Whether you are treating yourself or looking for the perfect gift, precious stones are more than just colourful, expensive adornments. They are rich with symbolism, each thought to possess certain powers, evoke good fortunes and arouse desired qualities. When making or buying jewellery – whether a gorgeous ruby ring, an impactful turquoise pendant or delicate aquamarine earrings – this cultural and historical significance adds a little magic and meaning to your trinket. So if you are in the market for jewellery that’s not just beautiful but filled with character and significance too, we outline the lore and legend behind some of the most popular gemstones available.
What You Should Know Before Buying Gemstones
With its intense red hue, the fiery ruby was believed to hold the power of life itself – its colour the same as the blood that runs through our veins. Named ratnaraj in Sanskrit, the ancient Hindu text dictates rubies as the king of gems and no doubt it is loved for its rich and regal appearance. Europeans in medieval times sought after these stones as they believed it brought wisdom, love, health and riches. And even today, a ruby is one of the most expensive gemstones, chosen by jewellery lovers for its robust colour – a fitting tribute to passion and love.
Sapphire is mined in many colours – yellow, peach, orange, violet, pink, green, and more. However, it is the blue variety, never prefixed with colour, which is associated with royalty and romance. Sapphire is said to represent introspection and reflection into oneself – helping its wearer find peace and happiness and inspire well-being. Its coveted royal blue hue boasts importance and passion – making a great pick for an engagement ring.
Lush green emeralds embody the bounty and brilliance of nature’s favourite hue. It is said that the green of the best emeralds come second to none that even flora and fauna can boast. Cleopatra loved emeralds and used it often to adorn herself. The stone is said to lend its wearer foresight and eloquence – its bright colour an ode to spring and new beginnings.
The beautiful colour of amethyst is said to have come from the wine-drenched tears of the Greek god of intoxication –Dionysius – shed on a beautiful maiden Amethyst, who was turned into crystalline quartz at his careless curse. Hailing from the Greek word “Amethystos”, which means “not drunk”, the stone was worn to protect against intoxication and is still associated with sobriety. It is known as a healing gemstone that aids treatment for headaches, back pain and alcoholism. Its purple is also significant to royals: fine amethysts appear in the British Crown Jewels, the jewels of Catherine the Great and within the palace jewels of Egypt.
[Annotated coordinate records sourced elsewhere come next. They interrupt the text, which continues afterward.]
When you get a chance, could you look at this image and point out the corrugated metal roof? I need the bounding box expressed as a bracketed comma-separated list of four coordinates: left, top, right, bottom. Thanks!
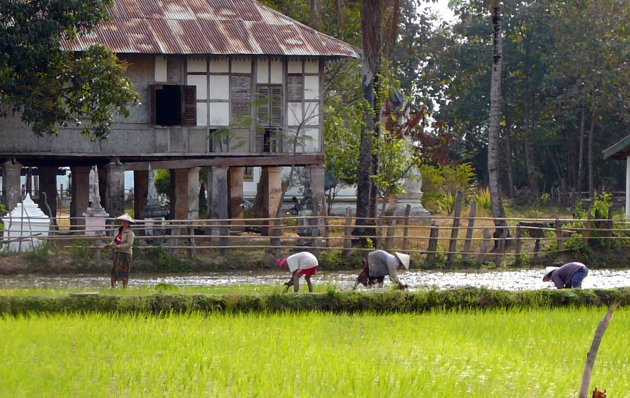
[62, 0, 360, 58]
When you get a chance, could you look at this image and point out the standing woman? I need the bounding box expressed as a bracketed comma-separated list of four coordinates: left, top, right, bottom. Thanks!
[105, 213, 136, 288]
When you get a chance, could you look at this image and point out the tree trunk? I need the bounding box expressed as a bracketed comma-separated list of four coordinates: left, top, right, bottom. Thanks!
[488, 5, 507, 232]
[505, 112, 516, 198]
[588, 111, 597, 198]
[579, 303, 619, 398]
[311, 0, 322, 30]
[354, 0, 382, 239]
[575, 105, 586, 192]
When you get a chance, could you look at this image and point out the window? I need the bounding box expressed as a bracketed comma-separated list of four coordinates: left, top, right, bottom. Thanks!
[208, 128, 230, 152]
[243, 167, 254, 182]
[287, 75, 304, 102]
[230, 75, 252, 124]
[256, 85, 282, 127]
[256, 127, 282, 152]
[150, 84, 197, 126]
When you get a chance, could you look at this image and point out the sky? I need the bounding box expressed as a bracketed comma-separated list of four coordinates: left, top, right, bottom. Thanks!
[421, 0, 454, 21]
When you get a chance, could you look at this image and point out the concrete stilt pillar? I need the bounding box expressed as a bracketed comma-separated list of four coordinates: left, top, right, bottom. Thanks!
[37, 166, 57, 219]
[186, 167, 201, 220]
[105, 162, 125, 217]
[309, 165, 326, 216]
[208, 167, 229, 219]
[208, 167, 230, 250]
[2, 161, 22, 211]
[171, 169, 188, 220]
[133, 170, 149, 218]
[70, 166, 90, 227]
[262, 166, 282, 235]
[228, 167, 245, 231]
[96, 166, 107, 209]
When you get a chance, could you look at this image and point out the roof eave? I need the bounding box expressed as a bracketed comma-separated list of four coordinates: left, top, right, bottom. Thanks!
[602, 135, 630, 160]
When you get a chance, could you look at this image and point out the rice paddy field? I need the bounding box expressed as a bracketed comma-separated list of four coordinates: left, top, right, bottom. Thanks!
[0, 307, 630, 397]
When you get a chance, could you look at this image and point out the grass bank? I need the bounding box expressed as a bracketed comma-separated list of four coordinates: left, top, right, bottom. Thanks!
[0, 288, 630, 315]
[0, 306, 630, 398]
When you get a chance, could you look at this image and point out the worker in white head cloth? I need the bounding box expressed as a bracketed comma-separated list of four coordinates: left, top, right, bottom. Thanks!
[352, 250, 410, 290]
[278, 252, 319, 293]
[543, 262, 588, 289]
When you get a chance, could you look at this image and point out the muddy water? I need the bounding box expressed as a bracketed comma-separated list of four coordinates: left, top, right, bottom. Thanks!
[0, 269, 630, 290]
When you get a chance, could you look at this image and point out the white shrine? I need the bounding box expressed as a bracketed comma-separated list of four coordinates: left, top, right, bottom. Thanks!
[2, 195, 50, 253]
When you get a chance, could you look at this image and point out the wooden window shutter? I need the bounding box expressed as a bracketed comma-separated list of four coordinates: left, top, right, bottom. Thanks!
[256, 128, 265, 152]
[270, 86, 283, 126]
[287, 75, 304, 102]
[256, 86, 271, 126]
[230, 76, 252, 122]
[149, 84, 162, 124]
[182, 86, 197, 126]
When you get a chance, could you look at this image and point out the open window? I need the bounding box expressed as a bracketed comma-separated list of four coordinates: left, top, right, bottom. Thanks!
[150, 84, 197, 126]
[256, 127, 282, 153]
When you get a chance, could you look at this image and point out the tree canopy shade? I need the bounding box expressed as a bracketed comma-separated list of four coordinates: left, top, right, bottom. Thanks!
[0, 0, 137, 139]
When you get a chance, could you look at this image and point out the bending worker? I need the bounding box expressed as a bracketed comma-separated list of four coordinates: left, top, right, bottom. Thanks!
[278, 252, 319, 293]
[352, 250, 409, 290]
[543, 262, 588, 289]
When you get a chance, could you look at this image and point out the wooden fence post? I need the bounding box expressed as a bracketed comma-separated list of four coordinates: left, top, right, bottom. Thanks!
[343, 207, 352, 257]
[374, 217, 385, 249]
[320, 196, 329, 247]
[514, 225, 522, 265]
[556, 218, 564, 251]
[462, 200, 477, 262]
[477, 228, 492, 263]
[448, 191, 464, 264]
[427, 221, 440, 261]
[269, 218, 282, 257]
[385, 218, 396, 250]
[403, 205, 411, 251]
[187, 227, 196, 258]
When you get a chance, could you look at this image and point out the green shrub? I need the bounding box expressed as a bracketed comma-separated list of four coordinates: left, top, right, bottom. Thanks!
[564, 232, 592, 257]
[24, 243, 51, 269]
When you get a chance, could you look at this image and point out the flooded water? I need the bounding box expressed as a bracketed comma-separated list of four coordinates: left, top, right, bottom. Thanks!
[0, 269, 630, 290]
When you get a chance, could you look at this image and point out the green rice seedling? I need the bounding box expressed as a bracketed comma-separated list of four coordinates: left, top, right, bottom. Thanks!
[0, 307, 630, 397]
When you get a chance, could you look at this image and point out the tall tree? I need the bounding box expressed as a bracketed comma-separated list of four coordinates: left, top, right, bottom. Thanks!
[488, 0, 507, 233]
[0, 0, 137, 139]
[355, 0, 383, 235]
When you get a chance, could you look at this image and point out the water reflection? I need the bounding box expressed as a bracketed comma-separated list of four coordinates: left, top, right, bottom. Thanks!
[0, 269, 630, 290]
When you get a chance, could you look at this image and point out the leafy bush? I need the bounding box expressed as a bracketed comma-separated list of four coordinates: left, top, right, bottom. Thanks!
[564, 232, 591, 257]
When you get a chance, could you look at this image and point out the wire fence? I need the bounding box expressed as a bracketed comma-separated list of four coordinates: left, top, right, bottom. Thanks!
[0, 206, 630, 264]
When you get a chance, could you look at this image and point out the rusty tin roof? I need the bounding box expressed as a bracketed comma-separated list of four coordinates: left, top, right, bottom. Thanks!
[62, 0, 360, 58]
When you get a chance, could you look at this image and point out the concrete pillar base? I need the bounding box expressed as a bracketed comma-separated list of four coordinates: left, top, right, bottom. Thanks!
[133, 170, 149, 218]
[105, 162, 125, 217]
[2, 161, 22, 211]
[261, 167, 282, 235]
[70, 166, 90, 228]
[38, 166, 57, 224]
[228, 167, 245, 232]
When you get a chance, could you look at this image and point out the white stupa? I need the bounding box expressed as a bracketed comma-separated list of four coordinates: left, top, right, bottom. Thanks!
[2, 194, 50, 253]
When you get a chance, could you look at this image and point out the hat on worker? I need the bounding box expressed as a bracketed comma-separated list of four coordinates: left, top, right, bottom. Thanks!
[543, 267, 560, 280]
[276, 258, 287, 268]
[395, 252, 410, 269]
[116, 213, 135, 224]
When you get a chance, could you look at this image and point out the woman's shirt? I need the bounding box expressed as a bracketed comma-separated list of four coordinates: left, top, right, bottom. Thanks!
[368, 250, 400, 283]
[111, 228, 136, 254]
[287, 252, 319, 272]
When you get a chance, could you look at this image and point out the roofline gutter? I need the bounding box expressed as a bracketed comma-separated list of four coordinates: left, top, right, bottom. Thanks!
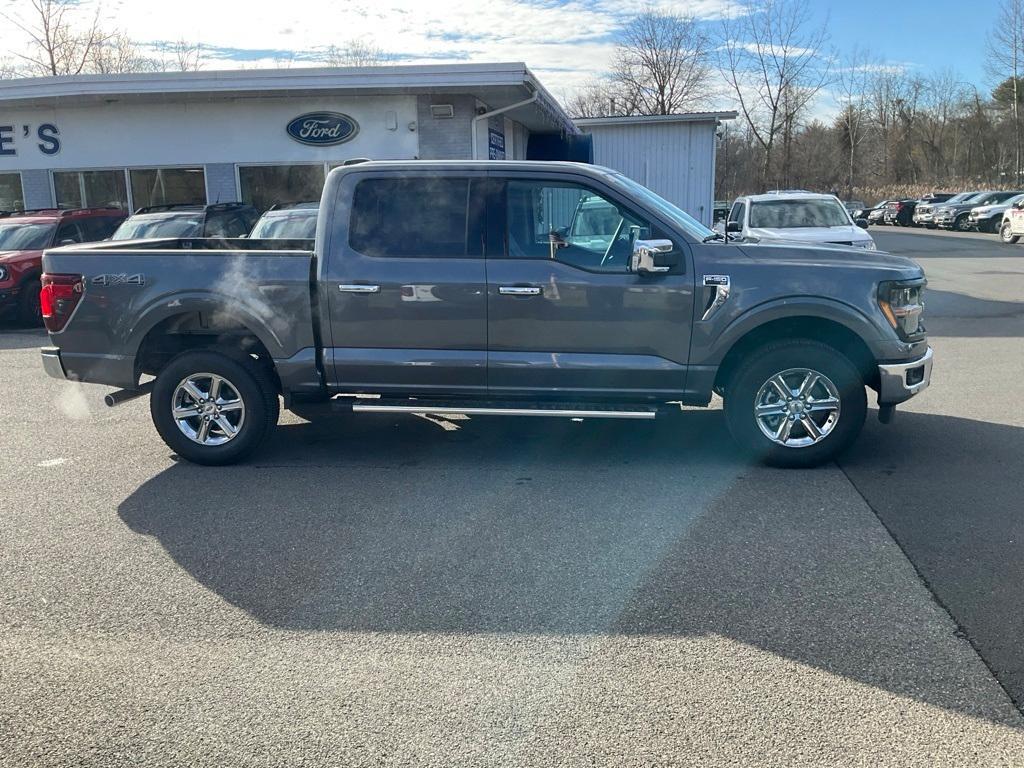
[469, 89, 541, 160]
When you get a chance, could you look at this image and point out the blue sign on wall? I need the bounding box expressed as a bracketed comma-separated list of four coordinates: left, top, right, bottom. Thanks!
[288, 112, 359, 146]
[487, 128, 505, 160]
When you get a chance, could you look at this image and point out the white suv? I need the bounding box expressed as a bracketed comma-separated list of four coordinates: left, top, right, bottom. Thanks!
[725, 191, 876, 251]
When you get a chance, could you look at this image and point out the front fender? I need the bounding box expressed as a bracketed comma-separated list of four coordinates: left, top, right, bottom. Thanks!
[128, 291, 294, 357]
[691, 296, 898, 367]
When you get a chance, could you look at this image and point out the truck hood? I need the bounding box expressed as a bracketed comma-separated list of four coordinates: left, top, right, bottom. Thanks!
[971, 203, 1010, 216]
[738, 243, 925, 280]
[746, 224, 873, 247]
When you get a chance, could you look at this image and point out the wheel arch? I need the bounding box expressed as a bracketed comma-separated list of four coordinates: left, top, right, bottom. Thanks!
[714, 311, 879, 394]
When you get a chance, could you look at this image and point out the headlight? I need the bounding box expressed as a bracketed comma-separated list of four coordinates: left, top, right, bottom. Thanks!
[879, 278, 927, 341]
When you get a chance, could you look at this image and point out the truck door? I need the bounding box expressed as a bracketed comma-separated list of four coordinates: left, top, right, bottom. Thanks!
[319, 170, 487, 394]
[1010, 201, 1024, 234]
[487, 175, 693, 398]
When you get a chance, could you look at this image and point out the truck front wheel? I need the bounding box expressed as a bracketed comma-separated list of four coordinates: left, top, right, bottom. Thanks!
[150, 350, 280, 465]
[725, 340, 867, 467]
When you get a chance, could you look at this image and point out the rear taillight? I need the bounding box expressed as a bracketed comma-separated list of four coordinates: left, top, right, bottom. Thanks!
[39, 274, 85, 333]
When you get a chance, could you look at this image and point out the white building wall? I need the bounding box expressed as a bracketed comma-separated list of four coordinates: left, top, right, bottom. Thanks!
[584, 121, 717, 226]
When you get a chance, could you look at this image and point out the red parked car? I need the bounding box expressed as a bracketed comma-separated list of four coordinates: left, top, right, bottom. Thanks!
[0, 208, 127, 325]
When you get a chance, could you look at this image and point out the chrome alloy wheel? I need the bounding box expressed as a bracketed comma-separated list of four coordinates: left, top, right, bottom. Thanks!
[171, 374, 246, 445]
[754, 368, 841, 447]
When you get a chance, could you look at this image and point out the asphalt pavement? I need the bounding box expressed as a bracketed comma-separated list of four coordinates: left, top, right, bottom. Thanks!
[0, 229, 1024, 767]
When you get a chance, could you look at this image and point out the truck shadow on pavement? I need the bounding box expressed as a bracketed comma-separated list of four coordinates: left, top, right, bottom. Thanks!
[119, 412, 1024, 727]
[925, 289, 1024, 337]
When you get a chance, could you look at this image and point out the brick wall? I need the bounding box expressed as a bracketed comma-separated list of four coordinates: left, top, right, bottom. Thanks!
[416, 95, 475, 160]
[206, 163, 239, 203]
[22, 169, 54, 208]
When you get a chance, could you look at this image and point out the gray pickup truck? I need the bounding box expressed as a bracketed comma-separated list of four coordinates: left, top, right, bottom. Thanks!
[41, 162, 932, 466]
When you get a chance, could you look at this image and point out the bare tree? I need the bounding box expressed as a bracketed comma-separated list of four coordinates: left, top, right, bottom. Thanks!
[564, 80, 624, 118]
[609, 10, 712, 115]
[3, 0, 106, 76]
[986, 0, 1024, 186]
[719, 0, 829, 188]
[323, 39, 387, 67]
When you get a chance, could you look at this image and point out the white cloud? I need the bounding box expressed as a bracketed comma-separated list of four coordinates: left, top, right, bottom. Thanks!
[0, 0, 735, 92]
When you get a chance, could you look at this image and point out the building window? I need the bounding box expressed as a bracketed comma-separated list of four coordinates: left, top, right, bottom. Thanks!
[506, 181, 651, 272]
[239, 165, 324, 211]
[0, 173, 25, 211]
[128, 168, 205, 209]
[53, 170, 128, 209]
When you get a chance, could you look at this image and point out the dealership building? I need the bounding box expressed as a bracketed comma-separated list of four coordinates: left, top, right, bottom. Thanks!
[0, 63, 734, 222]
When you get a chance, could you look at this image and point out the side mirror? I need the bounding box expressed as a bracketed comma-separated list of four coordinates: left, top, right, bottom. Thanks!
[630, 240, 675, 275]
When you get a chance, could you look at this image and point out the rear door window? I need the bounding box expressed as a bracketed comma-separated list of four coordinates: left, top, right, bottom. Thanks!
[57, 221, 85, 245]
[348, 176, 481, 258]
Representing the cool blue sea with its alluring pastel greenish blue colour, this fresh stone was thought to calm rumbustious seas and keep sailors safe from harm. Magical tales tell of mermaids gifting the precious stone to their favourite sailors in order to grant them safety. The brilliant bright colour of the stone perfectly accompanies daytime spring clothing or a gown on a lavish winter night. Aquamarine is believed to enrich marriages with happiness – after all, who wouldn’t be thrilled to be gifted this amazing gem by the person they love.
It’s the stone for what most of us associate with the best month of the year – December – and ancient Egyptians knew it too, calling it “mefkat,” which means “delight.” Its colours vary from greens to blues – its most recognisable colour defined as robin’s-egg blue or sky blue. Beautiful, bold and bright turquoise is an ancient opaque gem that is usually cut into cabochons and has been used for thousands of years across the globe. Its talismanic attributes include aiding fortunes, health and protection against evil.
Topaz is mined in a variety of colours, ranging from shades of blue, green, yellow, orange, red, pink, and purple. Blue topaz is usually colorlesss topaz that is treated. A pleochroic gem, some topaz exhibits different colours at different angles and light conditions. According to Greek mythology, the stone is believed to lend its wearer strength and is a great representation of one’s self-belief and inner power. Wearing topaz is also associated with intelligence, long life, good looks and the ability to let go of anger.
Garnets come in a range of charming colours: orange, pinks, purples, reds and blues. Red is the most popular as its availability is abundant – its name derived from pomegranate which the sumptuous stones resemble. A pomegranate symbolises love and eternity according to Greek mythology and jewels with these bright red stones are the perfect gift of love and commitment.
Garnets have been prized for thousands of years by Egypt’s kings and queens, later chosen as favourites by aristocracy and clergy in the Middle Ages when it was thought to ease liver disease, help depression and guard against nightmares.